Changes over the longer term
Over the longer term, we are currently awaiting the Government's Planning White Paper for which the content was trailed at the time of the Rushi Sunak's budget (that rather historically irrelevant speech which was quickly superseded by the fiscal measures announced by him on 20 March in Downing Street). We can assume the White Paper may now be delayed but, in the interim, it seems highly likely that planning regulations will quickly need to respond to the economic headwinds generated by the Covid-19 Crisis, which could have a far-reaching impact on the development industry. In response to the 2008-10 financial crisis, the government made some innovative, temporary, changes to planning law and policy to ensure the development industry did not grind to a complete halt. While this crisis is in its early stages, a similar set of interventions is likely to be deployed, and in our view the Government is likely to consider the following.

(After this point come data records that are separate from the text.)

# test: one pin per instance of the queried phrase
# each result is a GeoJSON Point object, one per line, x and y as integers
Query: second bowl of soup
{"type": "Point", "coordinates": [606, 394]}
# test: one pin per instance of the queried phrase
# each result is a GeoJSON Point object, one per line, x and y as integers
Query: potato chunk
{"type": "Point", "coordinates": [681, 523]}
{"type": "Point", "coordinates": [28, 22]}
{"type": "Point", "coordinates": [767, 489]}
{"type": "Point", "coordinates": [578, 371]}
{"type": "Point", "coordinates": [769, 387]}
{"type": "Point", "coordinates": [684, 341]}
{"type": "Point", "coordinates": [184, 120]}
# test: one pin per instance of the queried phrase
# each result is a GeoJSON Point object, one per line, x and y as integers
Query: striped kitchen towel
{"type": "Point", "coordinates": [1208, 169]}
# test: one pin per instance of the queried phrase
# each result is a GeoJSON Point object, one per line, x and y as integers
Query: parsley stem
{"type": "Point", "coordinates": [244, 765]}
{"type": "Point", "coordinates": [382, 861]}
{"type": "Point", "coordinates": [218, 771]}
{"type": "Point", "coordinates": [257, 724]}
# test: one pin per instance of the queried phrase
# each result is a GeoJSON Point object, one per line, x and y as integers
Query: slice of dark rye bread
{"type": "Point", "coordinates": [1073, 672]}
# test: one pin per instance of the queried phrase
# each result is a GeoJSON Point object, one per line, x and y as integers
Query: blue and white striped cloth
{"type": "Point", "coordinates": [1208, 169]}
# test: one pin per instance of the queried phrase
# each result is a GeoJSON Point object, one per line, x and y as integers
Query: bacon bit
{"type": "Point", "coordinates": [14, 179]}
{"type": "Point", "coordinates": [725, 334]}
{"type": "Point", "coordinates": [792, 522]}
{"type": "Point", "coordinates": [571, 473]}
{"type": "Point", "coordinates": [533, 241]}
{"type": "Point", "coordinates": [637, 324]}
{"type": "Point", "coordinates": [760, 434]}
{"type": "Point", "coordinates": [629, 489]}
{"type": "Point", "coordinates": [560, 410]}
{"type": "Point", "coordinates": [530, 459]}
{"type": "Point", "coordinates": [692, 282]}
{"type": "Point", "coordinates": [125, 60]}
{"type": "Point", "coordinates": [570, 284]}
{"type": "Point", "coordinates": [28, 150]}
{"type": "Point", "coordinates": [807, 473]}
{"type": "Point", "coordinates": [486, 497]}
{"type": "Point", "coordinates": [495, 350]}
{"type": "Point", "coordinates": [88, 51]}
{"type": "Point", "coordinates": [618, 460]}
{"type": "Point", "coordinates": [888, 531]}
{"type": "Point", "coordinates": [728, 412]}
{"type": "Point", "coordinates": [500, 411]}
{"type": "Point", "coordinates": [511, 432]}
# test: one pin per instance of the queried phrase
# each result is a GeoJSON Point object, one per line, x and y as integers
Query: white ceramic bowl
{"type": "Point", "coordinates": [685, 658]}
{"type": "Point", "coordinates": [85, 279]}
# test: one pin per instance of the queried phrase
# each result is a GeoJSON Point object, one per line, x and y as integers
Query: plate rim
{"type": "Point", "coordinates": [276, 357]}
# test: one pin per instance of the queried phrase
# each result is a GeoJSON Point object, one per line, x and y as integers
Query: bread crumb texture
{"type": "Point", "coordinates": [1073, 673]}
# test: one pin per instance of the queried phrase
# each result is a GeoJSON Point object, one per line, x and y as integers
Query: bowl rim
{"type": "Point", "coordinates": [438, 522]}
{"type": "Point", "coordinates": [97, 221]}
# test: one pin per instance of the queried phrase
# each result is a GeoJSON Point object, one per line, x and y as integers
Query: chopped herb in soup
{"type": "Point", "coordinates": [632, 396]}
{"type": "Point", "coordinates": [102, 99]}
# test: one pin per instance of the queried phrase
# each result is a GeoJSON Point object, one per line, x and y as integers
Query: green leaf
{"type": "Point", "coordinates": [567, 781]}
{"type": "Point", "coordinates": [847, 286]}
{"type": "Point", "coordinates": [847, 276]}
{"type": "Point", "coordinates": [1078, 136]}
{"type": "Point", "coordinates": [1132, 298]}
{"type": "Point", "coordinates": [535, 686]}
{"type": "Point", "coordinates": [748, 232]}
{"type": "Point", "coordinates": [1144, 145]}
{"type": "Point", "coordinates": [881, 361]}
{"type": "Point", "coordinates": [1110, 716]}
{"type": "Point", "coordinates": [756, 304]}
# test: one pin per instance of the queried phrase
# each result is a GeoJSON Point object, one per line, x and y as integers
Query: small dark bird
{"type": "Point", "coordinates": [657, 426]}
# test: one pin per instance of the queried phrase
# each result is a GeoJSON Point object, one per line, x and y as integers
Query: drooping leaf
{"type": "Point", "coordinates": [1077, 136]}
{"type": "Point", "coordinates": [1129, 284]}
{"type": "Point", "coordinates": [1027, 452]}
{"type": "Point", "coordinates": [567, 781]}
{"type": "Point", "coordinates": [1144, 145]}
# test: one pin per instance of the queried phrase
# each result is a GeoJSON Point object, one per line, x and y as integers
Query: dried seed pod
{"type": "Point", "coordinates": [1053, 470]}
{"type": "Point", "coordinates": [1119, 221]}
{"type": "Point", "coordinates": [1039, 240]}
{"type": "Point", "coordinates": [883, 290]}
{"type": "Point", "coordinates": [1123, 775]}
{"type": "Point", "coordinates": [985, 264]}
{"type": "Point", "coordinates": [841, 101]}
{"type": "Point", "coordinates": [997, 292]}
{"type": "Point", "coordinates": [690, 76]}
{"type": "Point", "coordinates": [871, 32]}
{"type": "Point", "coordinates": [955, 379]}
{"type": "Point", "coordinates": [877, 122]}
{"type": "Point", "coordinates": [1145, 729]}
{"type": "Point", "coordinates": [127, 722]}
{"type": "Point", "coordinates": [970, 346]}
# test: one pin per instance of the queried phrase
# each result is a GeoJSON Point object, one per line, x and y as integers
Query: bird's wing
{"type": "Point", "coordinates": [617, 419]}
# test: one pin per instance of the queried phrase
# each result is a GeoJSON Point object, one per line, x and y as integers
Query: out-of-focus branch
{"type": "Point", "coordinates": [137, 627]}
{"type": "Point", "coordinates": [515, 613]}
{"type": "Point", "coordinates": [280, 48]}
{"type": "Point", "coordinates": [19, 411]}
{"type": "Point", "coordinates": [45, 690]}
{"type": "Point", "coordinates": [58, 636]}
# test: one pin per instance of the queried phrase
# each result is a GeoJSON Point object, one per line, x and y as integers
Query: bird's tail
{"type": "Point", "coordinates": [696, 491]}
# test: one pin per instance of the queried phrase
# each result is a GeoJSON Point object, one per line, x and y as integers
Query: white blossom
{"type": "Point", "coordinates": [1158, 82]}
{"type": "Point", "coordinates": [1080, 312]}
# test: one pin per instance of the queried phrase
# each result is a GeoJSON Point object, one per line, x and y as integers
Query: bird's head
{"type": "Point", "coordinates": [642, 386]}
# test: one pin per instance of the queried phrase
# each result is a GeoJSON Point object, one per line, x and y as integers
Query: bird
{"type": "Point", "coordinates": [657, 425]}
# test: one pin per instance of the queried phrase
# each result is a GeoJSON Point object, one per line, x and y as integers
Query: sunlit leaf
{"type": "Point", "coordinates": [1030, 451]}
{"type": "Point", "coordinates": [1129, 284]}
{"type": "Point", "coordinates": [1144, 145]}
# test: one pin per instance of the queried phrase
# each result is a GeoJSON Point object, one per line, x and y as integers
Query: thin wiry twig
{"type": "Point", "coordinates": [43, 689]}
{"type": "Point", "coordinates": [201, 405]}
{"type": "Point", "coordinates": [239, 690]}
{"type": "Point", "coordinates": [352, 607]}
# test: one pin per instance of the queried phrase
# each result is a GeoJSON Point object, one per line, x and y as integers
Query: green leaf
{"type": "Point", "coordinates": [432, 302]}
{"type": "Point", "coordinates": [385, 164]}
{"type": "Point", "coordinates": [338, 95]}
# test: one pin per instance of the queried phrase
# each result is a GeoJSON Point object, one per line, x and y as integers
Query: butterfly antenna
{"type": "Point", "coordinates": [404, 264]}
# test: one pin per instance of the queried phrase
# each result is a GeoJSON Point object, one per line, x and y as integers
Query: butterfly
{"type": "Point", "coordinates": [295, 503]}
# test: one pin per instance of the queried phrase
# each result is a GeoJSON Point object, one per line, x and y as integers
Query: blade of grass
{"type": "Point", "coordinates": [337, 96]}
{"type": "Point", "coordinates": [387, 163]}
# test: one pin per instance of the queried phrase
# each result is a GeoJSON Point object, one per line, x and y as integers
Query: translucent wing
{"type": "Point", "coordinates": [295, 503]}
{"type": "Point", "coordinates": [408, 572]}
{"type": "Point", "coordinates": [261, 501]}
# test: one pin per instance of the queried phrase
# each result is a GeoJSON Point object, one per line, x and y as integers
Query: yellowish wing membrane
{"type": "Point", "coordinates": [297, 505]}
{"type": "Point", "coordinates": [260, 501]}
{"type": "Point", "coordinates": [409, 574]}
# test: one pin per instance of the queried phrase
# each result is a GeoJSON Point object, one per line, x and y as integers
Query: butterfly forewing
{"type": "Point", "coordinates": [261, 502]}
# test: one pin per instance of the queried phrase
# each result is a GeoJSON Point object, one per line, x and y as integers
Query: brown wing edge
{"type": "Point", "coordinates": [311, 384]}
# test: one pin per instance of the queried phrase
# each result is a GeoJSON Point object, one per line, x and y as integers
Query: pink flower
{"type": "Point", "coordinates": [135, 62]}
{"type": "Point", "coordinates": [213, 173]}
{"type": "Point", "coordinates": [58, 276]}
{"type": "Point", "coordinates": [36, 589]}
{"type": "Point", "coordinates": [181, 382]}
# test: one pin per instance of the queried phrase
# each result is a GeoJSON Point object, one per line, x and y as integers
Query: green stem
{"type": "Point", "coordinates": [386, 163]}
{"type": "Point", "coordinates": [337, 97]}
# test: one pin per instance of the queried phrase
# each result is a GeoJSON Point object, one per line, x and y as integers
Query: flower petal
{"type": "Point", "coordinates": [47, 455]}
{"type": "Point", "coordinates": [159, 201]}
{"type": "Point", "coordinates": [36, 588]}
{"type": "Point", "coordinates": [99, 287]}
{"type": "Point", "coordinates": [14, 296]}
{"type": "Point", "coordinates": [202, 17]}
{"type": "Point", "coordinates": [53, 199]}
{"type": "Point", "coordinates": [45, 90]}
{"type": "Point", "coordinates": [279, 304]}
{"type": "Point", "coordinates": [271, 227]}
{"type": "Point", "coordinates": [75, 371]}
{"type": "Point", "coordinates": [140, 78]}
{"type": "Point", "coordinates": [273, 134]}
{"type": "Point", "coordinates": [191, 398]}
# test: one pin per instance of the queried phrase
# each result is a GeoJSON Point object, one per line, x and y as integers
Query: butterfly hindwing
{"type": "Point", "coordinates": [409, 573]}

Extensions to planning consents
In the current climate, the level of uncertainty and disruptions to cash flow mean that development projects may struggle to remain viable and may have to be delayed or suspended. However, that is not to say that developers may not be able to rebound from this crisis and be in a position to resume such projects when the outlook is clearer.
In 2008-9, planning permissions granted on or before 1 October 2009 were allowed to be temporarily extended. Additionally, section 96A Town and Country Planning Act 1990 was introduced. This allows non-material changes to existing planning permissions. Such changes do not fundamentally change the scheme, but can more easily enable a planning permission to be optimised to suit the change in economic circumstances.
A measure to enable the life of permission to be extended could be put in place in response to Covid-19 and section 96A remains available (alongside section 73) to amend permissions.
There are two key points here.
Firstly, many planning obligations contain a force majeure clause. If certain works or matters need to be completed within set timescales under planning obligations, but compliance is not possible during a period of lock-down, it may be that developers can rely on force majeure clauses to protect their position. Check your agreements carefully!
Secondly, when the 2008-9 financial crisis hit, section 106A of the Town and Country Planning Act 1990 allowed for a temporary re-negotiation of existing planning agreements where they were no longer viable in their current form. We foresee the government looking at the introduction of a similar measure in response to Covid-19 and, in the interim, we anticipate local planning authorities are likely to become more amenable to variations to planning agreements so as to ensure the delivery of development and the delivery of government targets in their areas. Amendments to early stage viability review mechanisms may be particularly important in circumstances where consents simply cannot be implemented within the timescales required to avoid triggering such a review.
Another consequence of the Convid-19 crisis has been the delay of the Environment Bill 2019-21 which has been suspended until further notice. Any delay could impact the timescale for the creation of the Office for Environmental Protection (OEP) which had a target date of 1 January 2021. The OEP is designed to be independent and have far-reaching powers to hold the government to account on environmental policy after Brexit.
It is very early days in what remains a fast moving situation. The Planning & Infrastructure Consenting Team will keep you up to date throughout the crisis on changes to the planning system arising from it. Throughout, and beyond, we will be able to advise on how best to use planning tools to protect your commercial position in what is likely to be a testing development market.